Thermal conductivity of CdCr$_{2}$Se$_{4}$ ferromagnet at low temperatures: role of grain boundaries and porosity

TL;DR

This study investigates the low-temperature thermal conductivity of the ferromagnetic insulator CdCr$_{2}$Se$_{4}$, revealing the distinct roles of magnons and phonons, and how grain boundaries and porosity influence heat transport.

Contribution

It provides experimental validation of magnon specific heat and thermal conductivity models in a ferromagnetic insulator without electron or nuclear interference.

Findings

Magnon specific heat varies as T^{3/2} at low temperatures.

Magnon thermal conductivity scales as T^{2}.

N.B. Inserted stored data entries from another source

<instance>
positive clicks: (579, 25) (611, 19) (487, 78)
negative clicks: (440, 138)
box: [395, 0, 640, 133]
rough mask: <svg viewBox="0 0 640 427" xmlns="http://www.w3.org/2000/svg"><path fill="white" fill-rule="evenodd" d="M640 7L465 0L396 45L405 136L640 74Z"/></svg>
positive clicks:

Phonon thermal conductivity exhibits a T^{2.3} dependence, deviating from T^{3}.

Abstract

It is unambiguously demonstrated that the low temperature magnon specific heat in a ferromagnet varies as T$^{3/2}$ and the magnon thermal conductivity, due to T$^{1/2}$ - dependent effective velocity of magnons, as T$^{2}$. The confirmation of these model comportments is based on the experimental study of chalcospinel CdCr$_{2}$Se$_{4}$, which represents relatively rare example of a ferromagnetic insulator (T$_{C}$ = 130 K) without undesirable masking contributions of the itinerant electron excitations and nuclear specific heat that both make impossible to conclusively unveil the role of magnons. The ratio of the magnon to lattice specific heat is found to reach 87:13 at 2 K and is in accordance with predictions based on the spin-wave stiffness D = 33.5 meVA$^{2}$ and Debye temperature ${\theta}_{D}$ = 237 K. On the other hand, the ratio of the magnon to phonon thermal conductivity reaching 27:73 at 2 K is much lower than expected for standard model of the grain boundary limited transport. This suggests that mean free paths for long-wavelength magnon/phonon heat carriers are largely different - shorter than the grain size (of 1${\mu}$m) for magnons and longer than grain size for phonons. The phonon dominated low temperature thermal conductivity exhibits, moreover, a T$^{2.3}$ temperature dependence instead of the standard predicted model in T$^{3}$. The relevant scattering mechanisms, both the phonon frequency independent and dependent ones, are discussed in detail.